Mealtime Woes

He’s happy until you give him some meat.

My sons have become de facto vegetarians, but they’re the kind that doesn’t eat vegetables. I can’t blame them for passing on the peas and carrots, but their refusal to consume meat makes balanced meal planning difficult.

Sammy, 3, used to be a great eater. Before his first birthday, he’d house three slices of pizza then suck down a pint of whole milk. He had the belly and thigh rolls to prove it. Then, slowly, he started disliking items. Red meat was first. Oatmeal, a former favorite, became repulsive (though there was a puke incident that may have contributed to that one). Then salmon. Chicken nuggets were hurled, not eaten (I managed to co-create the only kid in America that doesn’t like chicken nuggets). Then things with tomato sauce. Pretty soon we were left with Crazy Bread, mini muffins, cereal bars, Uncrustables and strawberries as the only things he’d eat.

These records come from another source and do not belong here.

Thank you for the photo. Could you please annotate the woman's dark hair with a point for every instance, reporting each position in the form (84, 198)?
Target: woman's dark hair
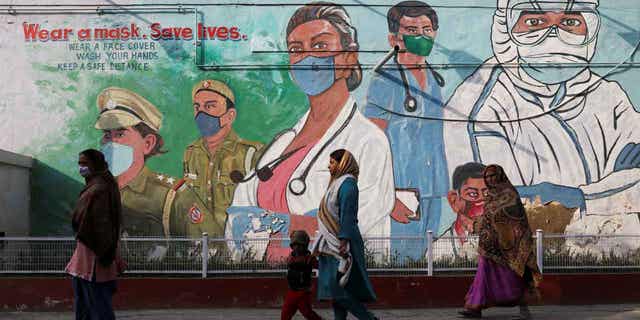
(337, 155)
(96, 158)
(339, 19)
(468, 170)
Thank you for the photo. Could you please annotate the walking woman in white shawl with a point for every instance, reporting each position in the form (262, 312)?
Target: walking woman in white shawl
(343, 275)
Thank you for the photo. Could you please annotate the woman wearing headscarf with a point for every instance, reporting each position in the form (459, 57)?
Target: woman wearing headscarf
(342, 275)
(323, 55)
(506, 258)
(96, 222)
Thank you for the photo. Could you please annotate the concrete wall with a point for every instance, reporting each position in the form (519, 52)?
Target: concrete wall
(15, 195)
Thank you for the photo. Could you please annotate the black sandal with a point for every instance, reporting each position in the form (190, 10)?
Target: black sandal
(466, 313)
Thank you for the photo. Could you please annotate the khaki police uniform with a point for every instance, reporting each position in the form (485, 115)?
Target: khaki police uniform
(209, 174)
(153, 204)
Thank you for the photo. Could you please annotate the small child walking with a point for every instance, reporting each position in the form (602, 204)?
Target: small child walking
(300, 265)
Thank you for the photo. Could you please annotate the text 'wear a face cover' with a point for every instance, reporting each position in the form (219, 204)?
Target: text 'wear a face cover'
(555, 40)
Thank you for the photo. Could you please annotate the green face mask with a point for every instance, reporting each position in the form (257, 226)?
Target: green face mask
(418, 45)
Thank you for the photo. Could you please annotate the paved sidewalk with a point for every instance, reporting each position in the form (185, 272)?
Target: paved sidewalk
(594, 312)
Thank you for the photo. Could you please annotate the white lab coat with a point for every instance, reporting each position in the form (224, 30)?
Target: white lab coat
(369, 146)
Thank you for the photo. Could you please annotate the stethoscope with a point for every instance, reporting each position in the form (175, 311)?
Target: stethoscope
(410, 102)
(297, 185)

James, 1, has become similarly finicky. He never quite had Sammy’s appetite, but he used to eat some of whatever we’d put in front of him. Not any more. Now, he’ll strip his rigatoni of its meat sauce, pushing the ground beef to the outskirts of his tray, then overboard. Chicken is separated from rice, then rubbed on his head, stuffed down his shirt or spiked to the ground, but not chewed and swallowed. I tried to give him some guacamole and he made the same face I do when I have to chance his diapers that contain a similar looking product. His one exception to the no protein policy is seared sea scallops. He loves them. I’m sure he’d also enjoy foie gras and Beluga caviar.

The other night, I grilled burgers. Sammy outright refused to try one, demanding a slice of cheese on a bun instead. James carefully ate the bun off his, leaving the burger bare. It was a typical meal, but afterwards I was surprised by a request Sammy made as we were driving to the grocery store and passed a Wendy’s. He asked to stop for a cheeseburger. I explained to him that I just made cheeseburgers that he refused to eat. At this point, he cut right to the chase.

“The problem is, I don’t like your cooking,” he told me. “That’s what the problem is.”